Ziemowit napisał(a): Eee no, matsuka jeszcze nie jest taki zły. Przeczytałem trochę postów użytkownika towarzyski pelikan i w przeciwieństwie do matsuki tamtej pani w ogóle nie interesuje dyskusja na temat naukowych dowodów co do krztałtu ziemi lecz swoją wiarę w niebocentryzm opiera w 100 procentach na własnych nocnych wizjach.Skretynienie ma gradację. Do tego dochodzi ciekawa zależność - im mniej merytoryki, tym więcej narcyzmu i onanizmu. Maciej coś tam usiłuje argumentować i nad własną zajebistością się szczególnie nie unosi. Pelikan w zasadzie tylko marszczy freda jaka to nie jest genialna, cudowna i niepokalanie poczęta z in vitra. Matsuka jest gdzieś pomiędzy.
Jej słowa sprowadzają się właściwie do zdania: "Wizja mi powiedziała tak to pewnie tak jest i nie muszę niczego udowadniać".

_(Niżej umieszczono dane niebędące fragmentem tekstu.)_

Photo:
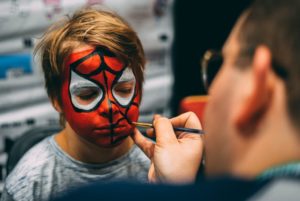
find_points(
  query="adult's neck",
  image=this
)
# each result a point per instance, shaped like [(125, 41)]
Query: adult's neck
[(85, 151)]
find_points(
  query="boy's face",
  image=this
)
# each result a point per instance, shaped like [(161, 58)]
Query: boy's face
[(100, 96)]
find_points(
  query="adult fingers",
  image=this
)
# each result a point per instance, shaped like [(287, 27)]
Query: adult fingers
[(188, 120), (146, 145), (164, 131)]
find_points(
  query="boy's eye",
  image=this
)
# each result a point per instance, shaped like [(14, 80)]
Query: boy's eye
[(85, 96), (124, 89)]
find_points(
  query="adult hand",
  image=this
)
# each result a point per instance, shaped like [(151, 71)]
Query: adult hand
[(175, 157)]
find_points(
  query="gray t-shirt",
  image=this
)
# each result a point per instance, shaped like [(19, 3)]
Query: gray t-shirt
[(46, 171)]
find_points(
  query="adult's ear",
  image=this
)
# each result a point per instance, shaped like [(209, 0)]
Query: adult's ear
[(56, 105), (259, 99)]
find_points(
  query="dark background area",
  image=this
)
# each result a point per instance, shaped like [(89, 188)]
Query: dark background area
[(199, 25)]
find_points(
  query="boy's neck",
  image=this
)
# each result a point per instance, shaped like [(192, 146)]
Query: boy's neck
[(84, 151)]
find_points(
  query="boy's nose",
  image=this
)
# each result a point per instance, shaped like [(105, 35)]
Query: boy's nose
[(107, 108)]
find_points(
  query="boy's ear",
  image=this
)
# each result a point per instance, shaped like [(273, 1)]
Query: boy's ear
[(56, 105), (259, 99)]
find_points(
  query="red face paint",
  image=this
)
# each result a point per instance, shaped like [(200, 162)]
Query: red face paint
[(100, 97)]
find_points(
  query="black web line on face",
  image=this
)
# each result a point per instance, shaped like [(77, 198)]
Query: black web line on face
[(101, 52), (110, 115)]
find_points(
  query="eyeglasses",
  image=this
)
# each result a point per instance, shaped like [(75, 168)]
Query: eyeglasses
[(210, 64), (212, 61)]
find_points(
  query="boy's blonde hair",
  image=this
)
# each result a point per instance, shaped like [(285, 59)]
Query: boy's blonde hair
[(92, 26)]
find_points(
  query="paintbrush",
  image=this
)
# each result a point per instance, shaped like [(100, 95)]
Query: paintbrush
[(188, 130)]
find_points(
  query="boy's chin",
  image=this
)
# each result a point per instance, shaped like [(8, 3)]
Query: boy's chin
[(109, 142)]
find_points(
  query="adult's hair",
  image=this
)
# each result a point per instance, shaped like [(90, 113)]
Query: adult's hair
[(93, 26), (276, 24)]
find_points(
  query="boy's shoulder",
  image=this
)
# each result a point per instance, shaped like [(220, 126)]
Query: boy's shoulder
[(31, 168)]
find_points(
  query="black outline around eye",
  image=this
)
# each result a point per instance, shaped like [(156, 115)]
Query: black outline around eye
[(70, 95), (118, 76)]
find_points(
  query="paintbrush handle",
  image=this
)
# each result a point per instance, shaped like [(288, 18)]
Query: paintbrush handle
[(189, 130)]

Sama przyznaje w kilku postach, że się na tym nie zna, ale pisze, że żyjemy wewnątrz ziemi bo miała wizję. Nie wiadomo jak tu z taką osobą rozmawiać, bo prawdopodobnie wszystko zignoruje. Na post tłumaczący ruch słońca na niebie albo post wskazujący na film z balonu meteorologicznego z kamerą na wysokości 50km odpowie postem o swoim duchowym wnętrzu i o tym co przeżyła we śnie. Weź tu z takim rozmawiaj.
A matsuka przynajmniej jakieś hipotezy publikuje i pyta co o tym sądzimy.
Mówiąc prościej propedegnacja deglomeratywna załamuje się w punkcie adekwatnej symbiozy tejże wizji.